Donc cette décolonisation qui a créé ces grands mouvements est une cause historique de cette super-diversité. D’autant que c’était une immigration qui, durant plusieurs décennies, a été encouragée par le gouvernement britannique. Ce dernier propose en effet, dès 1948, la citoyenneté britannique à tous les citoyens de l’Empire et du Commonwealth; et il aide les sujets de l’Empire ou les habitants du Commonwealth, à venir s’installer et travailler sur le sol britannique.

C’est une immigration qui, si elle n’est pas forcément bienvenue au sein de la population britannique des grandes villes telles que Londres, Bristol, ou Birmingham, reste indispensable pour les grands centres industriels du pays, qui ont besoin de main d’œuvre, qui ont besoin de se reconstruire; elle est donc encouragée au départ par  les gouvernements, conservateur comme travailliste. Puis, vont arriver les politiques de limitation de cette immigration dans les années 1970-1980, notamment avec feue Margareth Thatcher.  

TV5MONDE : vous avez établi un parallèle entre la France et la Grande-Bretagne. Au vu de ce qui se passe outre-Manche, en particulier dans la vie politique, peut-on dire que la diversité est en panne en France ?

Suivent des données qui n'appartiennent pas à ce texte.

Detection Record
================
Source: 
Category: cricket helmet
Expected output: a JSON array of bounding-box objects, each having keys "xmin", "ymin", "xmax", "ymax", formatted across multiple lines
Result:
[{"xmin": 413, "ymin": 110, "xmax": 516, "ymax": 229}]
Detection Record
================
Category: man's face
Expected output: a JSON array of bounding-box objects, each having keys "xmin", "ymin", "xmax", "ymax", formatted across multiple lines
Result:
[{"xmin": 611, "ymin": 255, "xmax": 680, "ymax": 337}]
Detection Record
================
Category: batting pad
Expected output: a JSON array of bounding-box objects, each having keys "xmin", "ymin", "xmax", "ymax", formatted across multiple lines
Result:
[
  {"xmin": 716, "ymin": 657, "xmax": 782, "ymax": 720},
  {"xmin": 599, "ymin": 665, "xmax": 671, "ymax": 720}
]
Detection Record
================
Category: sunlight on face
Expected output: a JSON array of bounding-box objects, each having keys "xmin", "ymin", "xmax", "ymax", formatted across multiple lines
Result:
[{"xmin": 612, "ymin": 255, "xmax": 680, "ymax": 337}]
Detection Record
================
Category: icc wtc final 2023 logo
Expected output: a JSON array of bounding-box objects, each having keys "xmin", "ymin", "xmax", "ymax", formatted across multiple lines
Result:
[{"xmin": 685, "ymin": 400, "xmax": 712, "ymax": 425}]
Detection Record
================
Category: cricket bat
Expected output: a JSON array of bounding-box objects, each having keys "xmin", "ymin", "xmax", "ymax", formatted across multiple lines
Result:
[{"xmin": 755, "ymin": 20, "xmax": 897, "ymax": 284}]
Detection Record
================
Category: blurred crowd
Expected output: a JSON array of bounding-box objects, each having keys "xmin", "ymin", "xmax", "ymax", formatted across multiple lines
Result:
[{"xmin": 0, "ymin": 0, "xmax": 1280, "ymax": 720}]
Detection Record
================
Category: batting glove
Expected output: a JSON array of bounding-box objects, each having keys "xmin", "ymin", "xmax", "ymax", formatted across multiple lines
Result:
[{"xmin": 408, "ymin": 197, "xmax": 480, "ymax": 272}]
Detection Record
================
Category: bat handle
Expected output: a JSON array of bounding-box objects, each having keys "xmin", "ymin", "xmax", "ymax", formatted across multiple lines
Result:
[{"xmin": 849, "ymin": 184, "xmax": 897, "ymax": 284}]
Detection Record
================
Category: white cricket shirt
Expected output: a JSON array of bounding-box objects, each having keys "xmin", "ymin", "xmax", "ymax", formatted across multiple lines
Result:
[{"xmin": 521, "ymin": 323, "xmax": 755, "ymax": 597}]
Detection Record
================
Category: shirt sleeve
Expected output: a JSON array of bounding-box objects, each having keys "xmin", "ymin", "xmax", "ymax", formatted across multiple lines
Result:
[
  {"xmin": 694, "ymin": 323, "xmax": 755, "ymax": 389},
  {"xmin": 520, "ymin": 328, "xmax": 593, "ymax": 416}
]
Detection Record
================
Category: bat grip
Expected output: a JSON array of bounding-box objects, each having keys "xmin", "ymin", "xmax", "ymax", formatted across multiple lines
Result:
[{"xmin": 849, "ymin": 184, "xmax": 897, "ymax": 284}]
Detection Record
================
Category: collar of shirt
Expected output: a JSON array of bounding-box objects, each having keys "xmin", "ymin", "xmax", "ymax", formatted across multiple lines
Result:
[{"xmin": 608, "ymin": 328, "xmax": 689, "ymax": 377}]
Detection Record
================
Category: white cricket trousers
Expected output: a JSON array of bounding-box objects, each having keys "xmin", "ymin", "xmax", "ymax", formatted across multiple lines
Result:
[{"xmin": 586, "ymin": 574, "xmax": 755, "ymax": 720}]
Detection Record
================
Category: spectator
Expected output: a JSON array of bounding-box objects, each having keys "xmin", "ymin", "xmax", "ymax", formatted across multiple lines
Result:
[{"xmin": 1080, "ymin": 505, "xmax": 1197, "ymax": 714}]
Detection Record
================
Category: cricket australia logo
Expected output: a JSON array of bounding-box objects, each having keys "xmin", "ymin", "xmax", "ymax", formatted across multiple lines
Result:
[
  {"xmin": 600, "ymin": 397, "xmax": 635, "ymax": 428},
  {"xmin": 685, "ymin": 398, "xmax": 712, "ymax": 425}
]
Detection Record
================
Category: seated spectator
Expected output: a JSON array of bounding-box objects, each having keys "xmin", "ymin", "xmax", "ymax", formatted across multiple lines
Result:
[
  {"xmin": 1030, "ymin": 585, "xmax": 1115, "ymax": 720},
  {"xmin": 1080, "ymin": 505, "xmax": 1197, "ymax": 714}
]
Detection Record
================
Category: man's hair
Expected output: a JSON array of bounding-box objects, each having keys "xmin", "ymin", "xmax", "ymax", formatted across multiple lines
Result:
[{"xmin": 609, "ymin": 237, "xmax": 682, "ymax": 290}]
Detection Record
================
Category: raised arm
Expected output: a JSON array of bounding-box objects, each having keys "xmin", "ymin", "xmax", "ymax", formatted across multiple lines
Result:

Maud Michaud : Je dirais que oui, bien entendu. Il n’y a qu’à regarder la composition de notre Assemblée nationale, celle de notre gouvernement, ou encore les personnalités politiques à la tête des grandes villes françaises. Il y a évidemment une diversité ethnique et culturelle qui existe au sein de notre population, mais qui n’est pas visible aux postes de pouvoir notamment politiques.